Кругом была тишина и безлюдье, только изредка выли собаки, и где-то далеко-далеко в камышах голодно отзывался шакал.

Другой немец спросил:

– Почему, доктор, ты удержал истину? Старый дикарь явно отравлен.

– Я много наблюдал эти и иные страны. Московиты, узнав от врача правду о насильственной смерти, убивают не виновника ее, а того, кто вывел им причину смерти, ибо преступник далеко, но возмущение тревожит сердце варвара… Эти же, кому пришли мы свидетельствовать о смерти, еще более дики, чем московиты, и невоздержны в побуждениях, подобно римским легионерам: в походе они убивают даже своих начальников и возводят других… Убить для них – высшее наслаждение, потому им правда не нужна! Мой друг, мы в сердце самой Скифии, а не в Европе… Заработав от них плату за наше беспокойство, мы за сохранение жизни своей обязаны благодарить всевышнего бога, что можем еще приносить пользу той стране, которая дала нам жизнь…

Немцы говорили на гольштинском наречии.

– Какая прекрасная женщина находится при этом варваре! Ты посмотрел на нее, доктор?
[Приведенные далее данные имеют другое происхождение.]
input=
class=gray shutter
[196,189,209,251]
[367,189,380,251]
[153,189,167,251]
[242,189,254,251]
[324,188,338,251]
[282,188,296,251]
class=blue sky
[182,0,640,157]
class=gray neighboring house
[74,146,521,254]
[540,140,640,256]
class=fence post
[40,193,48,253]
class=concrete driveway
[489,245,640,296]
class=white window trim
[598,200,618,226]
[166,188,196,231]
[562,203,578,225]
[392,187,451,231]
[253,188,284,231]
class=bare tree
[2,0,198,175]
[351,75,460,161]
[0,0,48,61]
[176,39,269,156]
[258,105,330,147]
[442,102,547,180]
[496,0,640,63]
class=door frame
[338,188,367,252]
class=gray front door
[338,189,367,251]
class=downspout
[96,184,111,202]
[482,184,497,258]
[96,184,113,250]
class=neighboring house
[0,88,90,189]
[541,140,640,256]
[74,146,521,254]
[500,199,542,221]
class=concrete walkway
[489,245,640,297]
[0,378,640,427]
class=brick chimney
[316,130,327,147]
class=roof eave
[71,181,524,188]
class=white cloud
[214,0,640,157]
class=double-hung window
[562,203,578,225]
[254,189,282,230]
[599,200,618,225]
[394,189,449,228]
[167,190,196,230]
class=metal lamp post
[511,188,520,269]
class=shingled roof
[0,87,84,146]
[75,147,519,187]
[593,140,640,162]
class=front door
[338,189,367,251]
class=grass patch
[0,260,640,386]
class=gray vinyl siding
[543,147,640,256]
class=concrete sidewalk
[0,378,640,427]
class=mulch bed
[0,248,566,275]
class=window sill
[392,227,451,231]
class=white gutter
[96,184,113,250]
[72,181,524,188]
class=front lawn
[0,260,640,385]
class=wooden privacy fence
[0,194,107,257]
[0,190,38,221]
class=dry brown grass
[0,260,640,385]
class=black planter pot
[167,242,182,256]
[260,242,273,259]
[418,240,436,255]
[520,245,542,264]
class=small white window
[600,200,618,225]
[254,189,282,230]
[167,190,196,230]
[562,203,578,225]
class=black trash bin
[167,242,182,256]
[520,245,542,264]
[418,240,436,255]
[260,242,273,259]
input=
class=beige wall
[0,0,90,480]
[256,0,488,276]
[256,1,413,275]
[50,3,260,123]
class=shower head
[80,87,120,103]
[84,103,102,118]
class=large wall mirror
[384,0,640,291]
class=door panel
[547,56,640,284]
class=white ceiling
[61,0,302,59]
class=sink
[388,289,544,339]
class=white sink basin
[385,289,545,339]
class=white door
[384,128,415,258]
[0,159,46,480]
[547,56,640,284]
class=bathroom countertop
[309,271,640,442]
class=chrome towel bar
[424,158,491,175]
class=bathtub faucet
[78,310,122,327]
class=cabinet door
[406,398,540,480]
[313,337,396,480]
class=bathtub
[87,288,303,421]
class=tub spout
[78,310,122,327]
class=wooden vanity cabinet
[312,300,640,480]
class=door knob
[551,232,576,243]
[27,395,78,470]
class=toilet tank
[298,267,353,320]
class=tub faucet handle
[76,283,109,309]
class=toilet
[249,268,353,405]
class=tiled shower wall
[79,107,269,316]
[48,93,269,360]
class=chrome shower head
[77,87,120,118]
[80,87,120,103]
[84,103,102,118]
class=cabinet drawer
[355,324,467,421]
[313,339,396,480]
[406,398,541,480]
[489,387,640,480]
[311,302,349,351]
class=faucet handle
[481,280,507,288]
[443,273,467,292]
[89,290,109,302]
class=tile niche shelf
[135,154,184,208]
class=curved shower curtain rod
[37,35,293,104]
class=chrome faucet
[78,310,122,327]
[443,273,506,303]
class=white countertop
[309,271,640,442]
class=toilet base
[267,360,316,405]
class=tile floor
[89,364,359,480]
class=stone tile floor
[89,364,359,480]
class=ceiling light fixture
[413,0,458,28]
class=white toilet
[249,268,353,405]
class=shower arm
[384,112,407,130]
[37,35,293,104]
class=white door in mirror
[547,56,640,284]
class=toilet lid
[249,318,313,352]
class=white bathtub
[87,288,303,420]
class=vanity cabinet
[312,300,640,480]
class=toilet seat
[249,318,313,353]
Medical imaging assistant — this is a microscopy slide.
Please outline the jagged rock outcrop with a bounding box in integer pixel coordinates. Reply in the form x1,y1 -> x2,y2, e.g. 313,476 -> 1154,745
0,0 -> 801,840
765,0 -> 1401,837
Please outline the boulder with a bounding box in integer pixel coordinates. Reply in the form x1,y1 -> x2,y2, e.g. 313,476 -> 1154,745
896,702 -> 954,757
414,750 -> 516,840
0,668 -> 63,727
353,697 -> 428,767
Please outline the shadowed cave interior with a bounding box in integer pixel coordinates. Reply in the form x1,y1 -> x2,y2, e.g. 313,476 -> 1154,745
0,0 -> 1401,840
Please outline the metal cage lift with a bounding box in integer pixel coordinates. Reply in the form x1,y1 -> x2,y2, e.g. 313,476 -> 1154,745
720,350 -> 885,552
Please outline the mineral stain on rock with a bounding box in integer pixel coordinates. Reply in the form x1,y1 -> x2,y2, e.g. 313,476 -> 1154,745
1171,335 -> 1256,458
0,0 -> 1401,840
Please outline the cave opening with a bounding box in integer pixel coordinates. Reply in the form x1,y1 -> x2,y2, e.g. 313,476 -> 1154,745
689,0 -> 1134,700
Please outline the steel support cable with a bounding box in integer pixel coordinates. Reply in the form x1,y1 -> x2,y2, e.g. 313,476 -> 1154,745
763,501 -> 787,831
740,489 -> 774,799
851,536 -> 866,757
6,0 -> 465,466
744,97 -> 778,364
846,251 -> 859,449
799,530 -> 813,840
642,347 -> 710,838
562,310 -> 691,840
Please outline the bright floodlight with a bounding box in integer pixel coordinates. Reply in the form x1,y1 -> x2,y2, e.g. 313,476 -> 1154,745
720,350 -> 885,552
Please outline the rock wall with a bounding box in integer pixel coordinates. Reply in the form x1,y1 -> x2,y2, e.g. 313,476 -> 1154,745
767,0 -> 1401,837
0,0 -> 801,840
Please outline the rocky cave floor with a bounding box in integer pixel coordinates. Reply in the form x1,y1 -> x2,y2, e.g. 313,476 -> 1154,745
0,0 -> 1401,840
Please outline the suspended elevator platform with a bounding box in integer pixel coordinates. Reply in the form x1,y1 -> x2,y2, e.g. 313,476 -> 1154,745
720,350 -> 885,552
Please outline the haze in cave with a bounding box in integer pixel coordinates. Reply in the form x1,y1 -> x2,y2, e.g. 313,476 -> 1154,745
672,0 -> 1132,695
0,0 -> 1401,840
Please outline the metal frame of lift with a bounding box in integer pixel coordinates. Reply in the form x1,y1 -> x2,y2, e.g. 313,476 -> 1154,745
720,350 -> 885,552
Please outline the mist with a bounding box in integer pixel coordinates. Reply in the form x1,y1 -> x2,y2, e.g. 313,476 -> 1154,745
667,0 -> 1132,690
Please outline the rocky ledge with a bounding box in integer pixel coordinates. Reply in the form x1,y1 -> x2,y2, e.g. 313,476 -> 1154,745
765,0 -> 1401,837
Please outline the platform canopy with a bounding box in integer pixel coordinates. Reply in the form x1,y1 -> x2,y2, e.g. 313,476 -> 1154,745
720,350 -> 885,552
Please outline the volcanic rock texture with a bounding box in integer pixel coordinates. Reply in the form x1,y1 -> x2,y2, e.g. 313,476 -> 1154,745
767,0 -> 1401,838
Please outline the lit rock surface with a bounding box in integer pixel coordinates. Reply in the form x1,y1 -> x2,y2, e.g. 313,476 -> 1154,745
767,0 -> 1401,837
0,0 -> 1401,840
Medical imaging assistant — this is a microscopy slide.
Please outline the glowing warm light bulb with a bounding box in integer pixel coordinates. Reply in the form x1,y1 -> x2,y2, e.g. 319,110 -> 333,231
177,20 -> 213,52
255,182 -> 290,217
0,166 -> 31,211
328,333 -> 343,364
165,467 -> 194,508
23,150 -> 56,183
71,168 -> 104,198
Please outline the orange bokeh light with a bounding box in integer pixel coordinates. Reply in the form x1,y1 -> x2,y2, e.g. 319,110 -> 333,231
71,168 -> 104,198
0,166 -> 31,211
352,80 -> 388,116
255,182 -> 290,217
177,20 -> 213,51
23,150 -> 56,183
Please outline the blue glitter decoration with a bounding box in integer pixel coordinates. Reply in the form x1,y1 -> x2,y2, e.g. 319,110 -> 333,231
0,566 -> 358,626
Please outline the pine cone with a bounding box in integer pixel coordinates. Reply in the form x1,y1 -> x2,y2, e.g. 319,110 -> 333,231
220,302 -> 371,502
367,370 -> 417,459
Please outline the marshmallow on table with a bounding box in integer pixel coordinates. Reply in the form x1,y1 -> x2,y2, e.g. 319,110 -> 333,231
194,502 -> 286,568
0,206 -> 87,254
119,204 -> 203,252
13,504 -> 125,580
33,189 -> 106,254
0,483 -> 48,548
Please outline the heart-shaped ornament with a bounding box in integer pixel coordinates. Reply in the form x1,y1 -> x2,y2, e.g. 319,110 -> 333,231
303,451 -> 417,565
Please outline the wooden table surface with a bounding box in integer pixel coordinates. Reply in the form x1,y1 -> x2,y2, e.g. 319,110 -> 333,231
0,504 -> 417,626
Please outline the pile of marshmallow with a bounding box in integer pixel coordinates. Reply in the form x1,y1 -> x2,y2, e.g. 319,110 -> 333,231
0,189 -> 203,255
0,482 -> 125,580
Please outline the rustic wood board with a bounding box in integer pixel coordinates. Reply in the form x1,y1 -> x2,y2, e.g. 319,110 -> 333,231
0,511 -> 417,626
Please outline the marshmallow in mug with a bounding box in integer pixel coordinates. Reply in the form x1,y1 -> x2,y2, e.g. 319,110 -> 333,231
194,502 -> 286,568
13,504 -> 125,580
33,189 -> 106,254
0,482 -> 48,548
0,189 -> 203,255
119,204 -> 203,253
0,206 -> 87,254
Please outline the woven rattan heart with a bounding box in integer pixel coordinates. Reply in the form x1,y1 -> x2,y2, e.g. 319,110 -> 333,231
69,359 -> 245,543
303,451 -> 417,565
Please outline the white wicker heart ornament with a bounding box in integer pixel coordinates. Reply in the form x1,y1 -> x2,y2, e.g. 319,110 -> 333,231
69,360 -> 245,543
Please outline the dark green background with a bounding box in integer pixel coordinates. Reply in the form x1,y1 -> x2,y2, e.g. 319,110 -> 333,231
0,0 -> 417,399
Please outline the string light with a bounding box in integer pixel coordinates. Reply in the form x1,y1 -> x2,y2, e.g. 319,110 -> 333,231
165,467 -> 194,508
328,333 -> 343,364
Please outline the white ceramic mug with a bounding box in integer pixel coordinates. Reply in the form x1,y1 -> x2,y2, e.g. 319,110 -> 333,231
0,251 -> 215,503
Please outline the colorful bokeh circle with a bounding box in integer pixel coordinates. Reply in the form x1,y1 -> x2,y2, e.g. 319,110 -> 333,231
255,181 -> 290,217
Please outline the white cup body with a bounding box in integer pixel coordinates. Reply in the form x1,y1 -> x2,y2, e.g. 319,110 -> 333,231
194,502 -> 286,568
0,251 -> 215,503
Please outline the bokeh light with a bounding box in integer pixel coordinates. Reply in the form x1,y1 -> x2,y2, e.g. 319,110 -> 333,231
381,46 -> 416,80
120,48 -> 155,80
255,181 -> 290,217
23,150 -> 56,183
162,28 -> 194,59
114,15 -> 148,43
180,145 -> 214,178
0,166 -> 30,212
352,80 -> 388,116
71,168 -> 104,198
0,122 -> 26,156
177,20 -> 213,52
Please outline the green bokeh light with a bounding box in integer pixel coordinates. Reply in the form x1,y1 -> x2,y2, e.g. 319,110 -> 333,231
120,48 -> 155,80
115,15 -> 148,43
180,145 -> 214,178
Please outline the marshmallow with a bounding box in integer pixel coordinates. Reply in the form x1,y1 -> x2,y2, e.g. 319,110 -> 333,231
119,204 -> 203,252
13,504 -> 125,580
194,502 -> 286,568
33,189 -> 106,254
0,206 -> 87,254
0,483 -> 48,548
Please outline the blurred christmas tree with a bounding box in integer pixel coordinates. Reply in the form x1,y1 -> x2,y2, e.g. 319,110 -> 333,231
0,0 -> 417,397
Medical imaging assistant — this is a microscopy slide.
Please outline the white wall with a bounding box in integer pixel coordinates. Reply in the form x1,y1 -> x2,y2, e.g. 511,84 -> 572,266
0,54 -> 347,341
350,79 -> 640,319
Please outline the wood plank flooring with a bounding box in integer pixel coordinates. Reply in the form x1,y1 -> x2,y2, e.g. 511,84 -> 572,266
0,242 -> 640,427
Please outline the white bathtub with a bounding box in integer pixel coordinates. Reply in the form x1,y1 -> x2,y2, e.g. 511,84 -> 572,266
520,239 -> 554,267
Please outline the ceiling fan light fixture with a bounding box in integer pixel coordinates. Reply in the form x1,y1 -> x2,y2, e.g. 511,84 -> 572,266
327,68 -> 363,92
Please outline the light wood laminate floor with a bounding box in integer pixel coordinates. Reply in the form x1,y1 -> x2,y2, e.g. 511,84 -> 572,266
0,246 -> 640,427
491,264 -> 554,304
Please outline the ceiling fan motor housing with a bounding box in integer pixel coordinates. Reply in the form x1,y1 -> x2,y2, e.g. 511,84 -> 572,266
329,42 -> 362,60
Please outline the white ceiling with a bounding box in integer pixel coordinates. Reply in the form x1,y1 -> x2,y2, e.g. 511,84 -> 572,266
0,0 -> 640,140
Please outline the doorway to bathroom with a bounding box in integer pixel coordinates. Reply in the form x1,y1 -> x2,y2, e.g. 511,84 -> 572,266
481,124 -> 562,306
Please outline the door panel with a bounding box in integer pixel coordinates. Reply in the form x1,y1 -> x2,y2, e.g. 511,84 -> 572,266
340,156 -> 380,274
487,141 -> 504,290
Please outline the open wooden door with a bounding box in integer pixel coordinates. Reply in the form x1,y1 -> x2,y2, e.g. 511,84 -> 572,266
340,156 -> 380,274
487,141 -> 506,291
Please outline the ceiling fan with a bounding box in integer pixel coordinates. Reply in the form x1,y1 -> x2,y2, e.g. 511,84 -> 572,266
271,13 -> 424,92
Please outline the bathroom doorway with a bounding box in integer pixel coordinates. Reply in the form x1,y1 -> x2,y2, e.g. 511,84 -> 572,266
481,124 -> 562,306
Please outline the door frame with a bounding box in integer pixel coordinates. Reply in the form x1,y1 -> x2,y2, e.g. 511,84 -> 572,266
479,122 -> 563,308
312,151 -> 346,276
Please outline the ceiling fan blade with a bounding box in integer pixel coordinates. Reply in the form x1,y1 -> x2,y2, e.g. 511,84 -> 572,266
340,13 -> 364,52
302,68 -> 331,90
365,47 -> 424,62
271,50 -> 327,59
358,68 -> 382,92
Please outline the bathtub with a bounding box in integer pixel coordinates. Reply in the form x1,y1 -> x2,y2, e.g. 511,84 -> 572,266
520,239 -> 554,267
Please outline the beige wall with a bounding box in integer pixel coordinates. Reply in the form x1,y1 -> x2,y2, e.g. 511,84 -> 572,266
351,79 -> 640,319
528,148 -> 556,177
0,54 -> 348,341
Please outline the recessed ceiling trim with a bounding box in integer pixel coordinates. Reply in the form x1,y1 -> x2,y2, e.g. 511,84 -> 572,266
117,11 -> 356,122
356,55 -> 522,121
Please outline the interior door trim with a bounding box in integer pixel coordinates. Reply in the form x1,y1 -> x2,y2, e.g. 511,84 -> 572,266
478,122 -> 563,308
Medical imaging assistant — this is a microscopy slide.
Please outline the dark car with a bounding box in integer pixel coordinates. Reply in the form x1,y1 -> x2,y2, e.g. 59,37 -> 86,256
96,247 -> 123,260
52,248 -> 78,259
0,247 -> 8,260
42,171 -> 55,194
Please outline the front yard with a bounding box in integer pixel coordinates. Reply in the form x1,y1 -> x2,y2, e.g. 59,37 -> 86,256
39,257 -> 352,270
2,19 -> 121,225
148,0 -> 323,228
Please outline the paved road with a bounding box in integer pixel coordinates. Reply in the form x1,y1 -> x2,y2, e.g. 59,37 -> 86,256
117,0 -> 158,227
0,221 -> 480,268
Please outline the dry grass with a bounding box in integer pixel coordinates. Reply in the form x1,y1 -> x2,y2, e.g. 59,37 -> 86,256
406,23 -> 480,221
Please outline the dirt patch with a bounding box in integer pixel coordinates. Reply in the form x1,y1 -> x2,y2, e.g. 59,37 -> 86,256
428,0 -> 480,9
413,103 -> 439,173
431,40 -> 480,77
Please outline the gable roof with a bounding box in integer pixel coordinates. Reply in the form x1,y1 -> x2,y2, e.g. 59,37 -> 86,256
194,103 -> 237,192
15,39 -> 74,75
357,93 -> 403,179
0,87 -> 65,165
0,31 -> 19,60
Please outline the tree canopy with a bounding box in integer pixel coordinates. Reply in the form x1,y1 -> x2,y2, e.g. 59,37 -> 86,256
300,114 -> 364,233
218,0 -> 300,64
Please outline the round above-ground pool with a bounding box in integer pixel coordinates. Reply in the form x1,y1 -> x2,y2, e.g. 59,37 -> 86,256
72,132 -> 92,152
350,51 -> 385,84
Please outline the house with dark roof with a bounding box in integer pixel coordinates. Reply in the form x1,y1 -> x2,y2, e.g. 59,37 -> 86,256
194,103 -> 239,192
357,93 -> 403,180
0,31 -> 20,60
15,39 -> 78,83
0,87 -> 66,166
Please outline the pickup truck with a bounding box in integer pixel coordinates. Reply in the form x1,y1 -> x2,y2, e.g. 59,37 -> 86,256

– О да, у ней могучее тело и детское лицо, но там так темно и, как везде у дикарей, очень скверно воняет шкурами и рыбой… Могу засвидетельствовать: взгляд казака – необыкновенный, голос проникает до сердца. Зная истину, я с трудом удержал ее, чтоб не сказать ему. О, тогда нам пришлось бы бежать отсюда, ибо не знаем мы, какие последствия были бы нашей правды… Я же хочу подождать баньянов, рассчитывающих на барыши от разбойников… Я намереваюсь с купцами поехать в Индию – страну браминов, целебных растений и великих чудес!